Мастер выпрямился. Коротыш с интересом скосился на него, но здороваться не пошел. Сопел, озирался. Потом шагнул к висящему человеку. Мастер заступил ему дорогу. Ременной бич развернулся в духоте зала, и в последний момент мастер неуловимо выгнул запястье. Конец бича обвился вокруг калившихся клещей, и они пролетели над рядом разложенных инструментов — в лицо длиннорукому. Тот ловко перехватил их за край, где похолоднее — и, опустив клещи на стол, посмотрел на мастера. Мастер кивнул и подошел к гостю.
Длиннорукий поморгал и неожиданно всей пятерней уцепил плечо мастера. Вызов был принят, и они застыли, белея вспухшими кистями и не смахивая редкие капли выступившего пота.
Судья пристально вглядывался в соперников, писец перестал скрипеть, и даже висящий на дыбе, казалось, приподнял всклокоченную голову.
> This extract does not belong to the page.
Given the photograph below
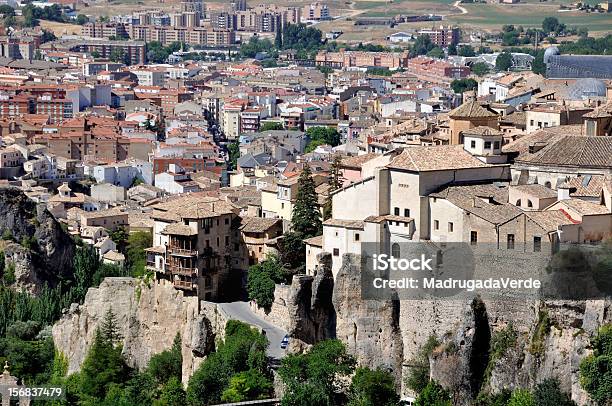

Тиски разжались. Мастер отступил на шаг и протянул руку коротышу. Тот попытался ответить — и с ужасом воззрился на неподвижную плеть, повисшую вдоль туловища. Несколько секунд он безуспешно дергал лопатками, потом коротко поклонился и, ни на кого не глядя, вышел.
Когда дверь захлопнулась за ним, судья отмахнулся от назойливой кисточки, и недоумение сквозило в его бархатном голосе.
— Что здесь происходит?!
— Он не будет со мной работать, — спокойно сказал мастер. — Никогда. Человек на дыбе захихикал.
— Отец меня к пню подводит, а пень-то повыше макушки, я тогда совсем кутенок был, — рассказывал мастер, сидя у скамьи и прикладывая пузырь со льдом к обожженному боку собеседника. — Подводит, значит, а в пне трещина. Фута три будет или поболе. До земли. И вставляет он в неё клин. Бери, говорит, в щепоть и тащи. Я вцепился, а он, зараза, не идет. Ладно, отец говорит, когда потянешь — позовёшь. Неделю бился — позвал. Он поглядел — и глубже вбил. И ушёл. Молча. А когда усы у меня пробиваться стали — я отца позвал и клин его до земли всадил. Сверху еле-еле оставил, только чтоб ухватиться. Рванул — и в кусты забросил. Заплакал отец, обнял меня, потом топор расчехлил и муравья на пень бросил. Руби, говорит, ему голову. Срубишь — позовешь. И ушёл. Такой у меня отец был. Умирал — меч передал: старый меч, дедовский — сейчас не куют, топоры все больше... Ты, говорит, теперь мастер. Спокойно, мол, ухожу. И ушёл.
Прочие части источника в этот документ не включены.